Os pátios dos carroções e os cercados de cavalos já estavam pretos, tomados por soldados Seanchan, que se estendiam fileira após fileira, aos milhares. Homens montados em feras escamosas ao lado de cavaleiros em armaduras, pontuados por estandartes coloridos que indicavam os oficiais. Grolm faziam parte das fileiras, junto com outras criaturas estranhas, quase uma mistura de aves e lagartos monstruosos, e gigantescas feras que não lembravam qualquer coisa possível de descrever, com pele cinza e enrugada e presas enormes. Em intervalos ao longo das fileiras, estavam posicionadas dezenas de sul’dam e damane . Rand se perguntou se Egwene era uma delas. Na cidade atrás dos soldados, um telhado explodia de vez em quando e raios ainda riscavam o céu.

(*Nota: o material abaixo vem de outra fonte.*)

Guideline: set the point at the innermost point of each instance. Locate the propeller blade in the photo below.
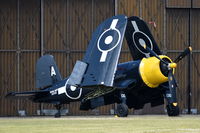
(172, 85)
(153, 53)
(183, 54)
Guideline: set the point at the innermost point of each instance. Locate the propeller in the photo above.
(167, 67)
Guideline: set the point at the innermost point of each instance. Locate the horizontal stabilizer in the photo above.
(103, 52)
(26, 95)
(47, 72)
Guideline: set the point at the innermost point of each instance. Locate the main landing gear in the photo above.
(122, 108)
(172, 106)
(58, 107)
(172, 110)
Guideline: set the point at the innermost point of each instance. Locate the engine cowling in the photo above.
(153, 72)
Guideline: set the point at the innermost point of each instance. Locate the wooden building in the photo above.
(63, 28)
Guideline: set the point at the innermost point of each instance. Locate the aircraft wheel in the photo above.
(172, 110)
(122, 110)
(57, 115)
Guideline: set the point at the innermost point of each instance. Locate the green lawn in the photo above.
(102, 124)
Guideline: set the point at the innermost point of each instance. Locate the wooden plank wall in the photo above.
(67, 28)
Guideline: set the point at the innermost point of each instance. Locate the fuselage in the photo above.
(61, 92)
(133, 75)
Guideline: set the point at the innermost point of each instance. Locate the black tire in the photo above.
(57, 115)
(122, 110)
(172, 110)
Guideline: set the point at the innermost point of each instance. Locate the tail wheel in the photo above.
(172, 110)
(122, 110)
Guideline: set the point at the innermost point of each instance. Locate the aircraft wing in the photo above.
(103, 52)
(138, 34)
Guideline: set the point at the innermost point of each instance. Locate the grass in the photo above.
(102, 124)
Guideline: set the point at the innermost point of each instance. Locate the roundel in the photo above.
(140, 39)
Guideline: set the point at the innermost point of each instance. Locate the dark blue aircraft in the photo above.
(99, 80)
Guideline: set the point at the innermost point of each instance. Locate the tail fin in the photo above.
(47, 72)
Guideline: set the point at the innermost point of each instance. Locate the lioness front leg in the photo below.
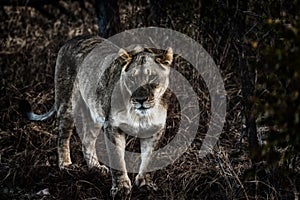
(147, 147)
(65, 128)
(115, 144)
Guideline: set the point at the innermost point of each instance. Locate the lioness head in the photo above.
(145, 77)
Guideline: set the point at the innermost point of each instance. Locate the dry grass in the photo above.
(28, 159)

Duas bestas voadoras, com asas de couro com vinte braças de envergadura, pairavam no alto, mantendo-se longe da dança de raios brilhantes.
— Tudo isso por nossa causa?! — perguntou Mat, incrédulo. — Quem eles acham que a gente é?
Uma resposta ocorreu a Rand, mas ele a descartou antes que ela tivesse a chance de se completar.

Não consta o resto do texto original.